# Homemade Guitar Stand



## Itchy Brother

This is my latest project.Its made from Cherrywood with some Purpleheart inlays.


----------



## Chad

Sweet looking stand! Is that mortise and tenon with dowels?


----------



## phinds

very nice


----------



## Itchy Brother

Nope , just woodscrews , titebond and cherry flush plugs.I'm a beginner.Itchy


----------



## jdixon

Itchy that is really sharp.

John


----------



## Itchy Brother

Thanks,I kinda like it too!Itchy


----------



## mdntrdr

Very nice flowing lines! :thumbsup:


----------



## Streamwinner

Nice design and excellent execution.

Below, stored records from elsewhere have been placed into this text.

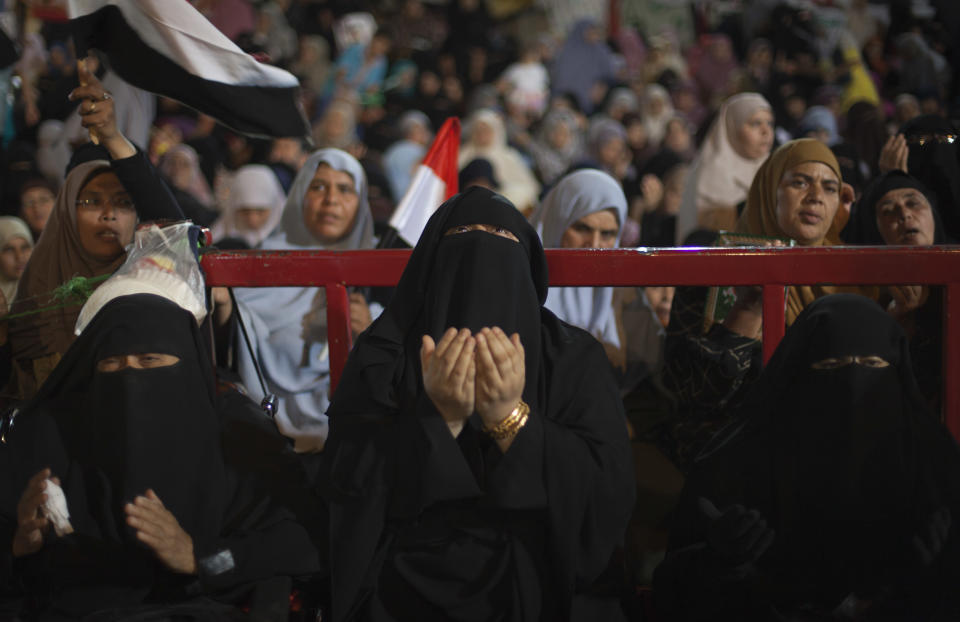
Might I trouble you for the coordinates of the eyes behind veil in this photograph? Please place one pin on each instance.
(502, 232)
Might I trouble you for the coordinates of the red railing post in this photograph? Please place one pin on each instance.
(951, 358)
(338, 328)
(774, 299)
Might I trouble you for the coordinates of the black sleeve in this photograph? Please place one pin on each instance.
(150, 193)
(704, 366)
(588, 462)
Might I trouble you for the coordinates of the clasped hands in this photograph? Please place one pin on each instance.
(155, 525)
(483, 372)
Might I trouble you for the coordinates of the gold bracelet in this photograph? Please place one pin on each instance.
(510, 424)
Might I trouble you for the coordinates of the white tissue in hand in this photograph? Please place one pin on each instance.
(55, 508)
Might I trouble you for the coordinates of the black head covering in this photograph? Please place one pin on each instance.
(862, 226)
(935, 164)
(468, 280)
(478, 168)
(110, 436)
(842, 458)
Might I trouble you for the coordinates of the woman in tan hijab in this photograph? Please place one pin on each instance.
(796, 195)
(94, 218)
(738, 142)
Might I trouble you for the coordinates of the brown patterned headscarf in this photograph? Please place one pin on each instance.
(58, 256)
(760, 215)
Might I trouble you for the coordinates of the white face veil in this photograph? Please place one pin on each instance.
(576, 195)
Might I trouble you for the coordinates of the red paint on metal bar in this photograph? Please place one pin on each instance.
(633, 267)
(951, 358)
(340, 338)
(774, 298)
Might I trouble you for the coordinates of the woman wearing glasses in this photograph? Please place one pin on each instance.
(97, 209)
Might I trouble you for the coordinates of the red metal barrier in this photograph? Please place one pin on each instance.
(770, 267)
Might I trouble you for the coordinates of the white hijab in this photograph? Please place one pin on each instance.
(253, 186)
(517, 181)
(12, 227)
(288, 325)
(576, 195)
(720, 176)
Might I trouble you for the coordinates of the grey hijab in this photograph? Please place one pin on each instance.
(291, 228)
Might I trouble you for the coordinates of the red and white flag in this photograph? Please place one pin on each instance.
(434, 181)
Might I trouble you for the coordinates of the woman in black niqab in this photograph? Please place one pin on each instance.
(109, 436)
(935, 161)
(837, 490)
(428, 526)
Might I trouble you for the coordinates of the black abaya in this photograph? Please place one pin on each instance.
(841, 459)
(428, 526)
(110, 436)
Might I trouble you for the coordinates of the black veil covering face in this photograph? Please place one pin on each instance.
(521, 531)
(110, 436)
(838, 452)
(862, 226)
(934, 160)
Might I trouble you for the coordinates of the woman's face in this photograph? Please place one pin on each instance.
(36, 205)
(755, 137)
(904, 216)
(13, 258)
(807, 200)
(596, 230)
(560, 136)
(611, 153)
(251, 218)
(661, 299)
(148, 360)
(678, 137)
(330, 204)
(492, 229)
(482, 135)
(106, 217)
(181, 170)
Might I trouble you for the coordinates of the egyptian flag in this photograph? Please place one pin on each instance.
(167, 47)
(434, 182)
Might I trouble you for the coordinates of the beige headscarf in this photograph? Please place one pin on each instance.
(12, 227)
(760, 215)
(719, 175)
(58, 256)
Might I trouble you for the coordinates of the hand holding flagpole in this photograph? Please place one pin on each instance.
(97, 111)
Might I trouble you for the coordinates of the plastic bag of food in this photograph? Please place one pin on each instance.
(161, 261)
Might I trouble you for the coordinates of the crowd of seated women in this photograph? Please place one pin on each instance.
(496, 449)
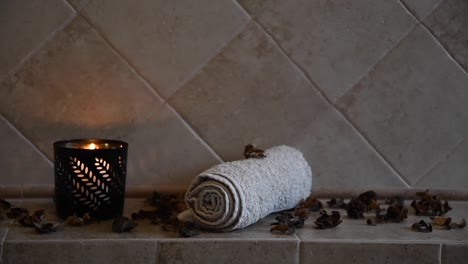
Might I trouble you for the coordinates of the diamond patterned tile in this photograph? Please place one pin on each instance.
(77, 4)
(166, 41)
(450, 173)
(253, 7)
(251, 93)
(20, 162)
(449, 23)
(24, 26)
(78, 87)
(454, 253)
(336, 42)
(421, 8)
(411, 106)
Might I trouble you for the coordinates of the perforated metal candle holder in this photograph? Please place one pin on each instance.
(90, 177)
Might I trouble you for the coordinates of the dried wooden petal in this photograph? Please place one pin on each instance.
(422, 226)
(250, 152)
(313, 204)
(283, 229)
(26, 221)
(4, 204)
(397, 199)
(441, 221)
(187, 232)
(79, 221)
(337, 204)
(460, 225)
(123, 224)
(39, 216)
(368, 197)
(355, 208)
(74, 220)
(328, 221)
(369, 222)
(284, 217)
(47, 227)
(430, 205)
(17, 212)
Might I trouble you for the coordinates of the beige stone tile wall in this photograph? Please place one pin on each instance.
(373, 92)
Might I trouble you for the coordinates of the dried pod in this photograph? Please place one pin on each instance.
(460, 225)
(17, 212)
(328, 221)
(79, 221)
(170, 227)
(187, 232)
(47, 227)
(441, 221)
(302, 213)
(283, 229)
(368, 197)
(430, 205)
(250, 152)
(355, 208)
(422, 226)
(4, 205)
(424, 195)
(74, 220)
(123, 224)
(313, 204)
(26, 221)
(284, 217)
(297, 222)
(397, 199)
(395, 213)
(39, 216)
(369, 222)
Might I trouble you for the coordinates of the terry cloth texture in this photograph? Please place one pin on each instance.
(236, 194)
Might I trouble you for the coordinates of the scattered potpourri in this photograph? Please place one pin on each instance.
(250, 152)
(166, 209)
(430, 205)
(123, 224)
(395, 212)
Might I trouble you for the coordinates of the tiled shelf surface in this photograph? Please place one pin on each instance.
(351, 242)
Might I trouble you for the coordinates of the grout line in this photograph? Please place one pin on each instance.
(441, 160)
(440, 253)
(345, 118)
(2, 242)
(436, 40)
(195, 134)
(41, 44)
(423, 25)
(22, 136)
(202, 65)
(152, 90)
(78, 7)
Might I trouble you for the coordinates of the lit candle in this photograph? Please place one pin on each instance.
(91, 146)
(90, 177)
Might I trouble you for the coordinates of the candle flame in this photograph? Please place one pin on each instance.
(92, 146)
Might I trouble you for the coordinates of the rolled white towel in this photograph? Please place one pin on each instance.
(236, 194)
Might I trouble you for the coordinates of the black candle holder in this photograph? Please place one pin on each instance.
(90, 177)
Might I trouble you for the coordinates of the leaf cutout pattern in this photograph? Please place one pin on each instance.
(85, 184)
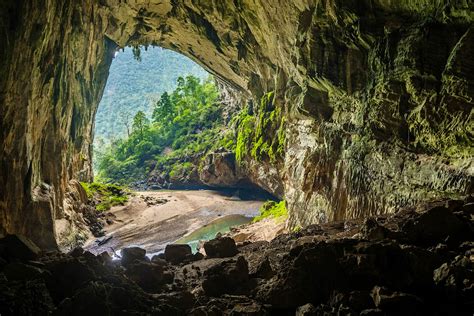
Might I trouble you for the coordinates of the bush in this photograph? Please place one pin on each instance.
(105, 196)
(272, 209)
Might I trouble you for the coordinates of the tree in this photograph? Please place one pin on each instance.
(140, 123)
(163, 110)
(125, 119)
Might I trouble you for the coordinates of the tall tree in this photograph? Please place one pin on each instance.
(140, 123)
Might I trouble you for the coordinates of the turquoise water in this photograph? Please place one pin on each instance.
(221, 225)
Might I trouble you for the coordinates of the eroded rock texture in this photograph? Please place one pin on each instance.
(377, 96)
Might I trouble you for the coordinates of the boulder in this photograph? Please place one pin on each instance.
(220, 248)
(131, 254)
(177, 253)
(396, 303)
(21, 272)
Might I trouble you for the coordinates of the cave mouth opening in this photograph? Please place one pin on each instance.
(159, 115)
(138, 78)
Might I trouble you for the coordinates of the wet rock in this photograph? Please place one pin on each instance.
(105, 258)
(77, 252)
(158, 260)
(396, 303)
(149, 276)
(220, 248)
(226, 277)
(18, 247)
(177, 253)
(372, 230)
(264, 270)
(436, 225)
(131, 254)
(306, 310)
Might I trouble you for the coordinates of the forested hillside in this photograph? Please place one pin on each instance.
(183, 126)
(135, 86)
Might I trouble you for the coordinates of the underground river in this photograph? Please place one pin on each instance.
(153, 219)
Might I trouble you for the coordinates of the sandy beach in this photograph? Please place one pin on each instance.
(152, 219)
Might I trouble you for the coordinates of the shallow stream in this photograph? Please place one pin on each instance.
(221, 225)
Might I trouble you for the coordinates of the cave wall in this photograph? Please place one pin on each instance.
(377, 97)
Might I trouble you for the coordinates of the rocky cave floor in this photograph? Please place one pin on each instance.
(409, 263)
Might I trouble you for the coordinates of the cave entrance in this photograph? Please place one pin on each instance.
(138, 78)
(159, 115)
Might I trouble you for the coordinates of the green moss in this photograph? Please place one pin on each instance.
(104, 195)
(272, 209)
(181, 169)
(256, 133)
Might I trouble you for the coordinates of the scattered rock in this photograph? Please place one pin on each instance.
(395, 302)
(220, 248)
(148, 275)
(177, 253)
(131, 254)
(306, 310)
(436, 225)
(18, 247)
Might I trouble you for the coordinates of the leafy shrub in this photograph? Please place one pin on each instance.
(105, 196)
(272, 209)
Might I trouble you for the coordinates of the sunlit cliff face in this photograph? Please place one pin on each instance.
(376, 96)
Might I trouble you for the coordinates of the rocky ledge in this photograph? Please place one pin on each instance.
(411, 263)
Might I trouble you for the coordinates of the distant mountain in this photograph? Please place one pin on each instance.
(135, 86)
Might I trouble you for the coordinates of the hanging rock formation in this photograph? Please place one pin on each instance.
(376, 96)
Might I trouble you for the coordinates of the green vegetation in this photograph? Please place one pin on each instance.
(272, 209)
(105, 195)
(184, 125)
(134, 86)
(255, 132)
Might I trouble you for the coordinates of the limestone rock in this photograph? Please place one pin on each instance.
(131, 254)
(221, 247)
(18, 247)
(177, 253)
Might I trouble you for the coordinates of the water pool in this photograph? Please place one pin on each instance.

I like the inlays; very nice detail.


----------



## firehawkmph

Nice job Itchy,
Looks like you have a winner there.
Mike Hawkins


----------



## Kenbo

I'm really liking the shape of this one Itchy. Its got clean lines that flow right into the guitar. Awesome work. :thumbsup: Keep posting.
Ken


----------



## brendanrcarpenter

Guitar is certainly not going anywhere! Very nice.


----------



## ROOKIE WOODWORKER

*guitar stand plans*

How can I get PLans to build a guitar stand, I'm not a good enough woodworker to buid one without plans.


----------



## cabinetman

When you posted your last one I went on eBay and checked out what's there. Your stands beat those metal ones out of the park. Even the wood ones weren't as nice.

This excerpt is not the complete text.